In a recent interview with Rolling Stone, Cornel West talks about the crisis of meaning in the post-modernity age:
“The capitalist market is just so powerful that people are looking for forms of transcendence that have to do with something far removed from time and space.”
My humble reply to Professor West is that people will that transcendence when they are far removed from their self.
I guess the Buddhists would say that I’m co-opting their ideas but whatever, I believe we find transcendence through humility.
To be humble means striving to appreciate the context of nature.
To be humble is to know temperance, to shed desires, and to view your will power as a gift of honor to yourself.
To be humble is to listen.
To be humble means having the courage to be vulnerable - the capacity to be loved will by your reward.
Ohhh, the transcendent gift of love! Who better to describe it then ol’ Ralph in his essay “Love.”
“a private and tender relation of one to one, which is the enchantment of human life; which, like a certain divine rage and enthusiasm, seizes on man at one period, and works a revolution in his mind and body; unites him to his race, pledges him to the domestic and civic relations, carries him with new sympathy into nature, enhances the power of the senses, opens the imagination, adds to his character heroic and sacred attributes, establishes marriage, and gives permanence to human society.”

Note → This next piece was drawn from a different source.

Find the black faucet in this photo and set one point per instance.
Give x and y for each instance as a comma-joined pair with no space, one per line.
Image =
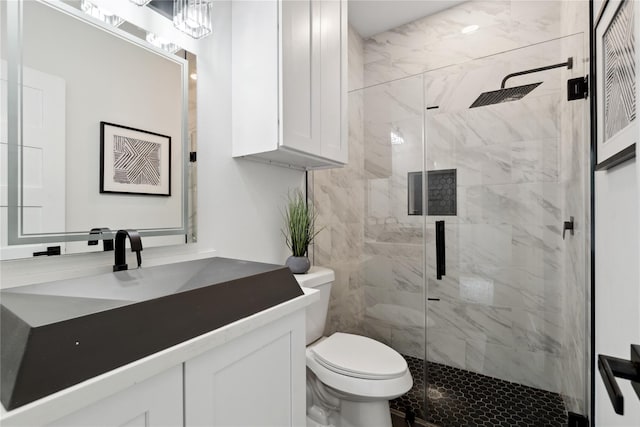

Emerson writing about love reminded me that I recently read the lyrics to all the songs on Bob Dylan’s latest album (put out last year), “Modern Times.” I was amazed that almost all of the songs dealt with romantic love. All along the way, Dylan has explored the human condition, and after everything, he chooses to wrestle with Eros. Bob Dylan makes a final push for transcendence - in love.
“We learn to live and then we forgive
O’r the road we’re bound to go
More frailer than the flowers, these precious hours
That keep us so tightly bound
You come to my eyes like a vision from the skies
And I’ll be with you when the deal goes down.”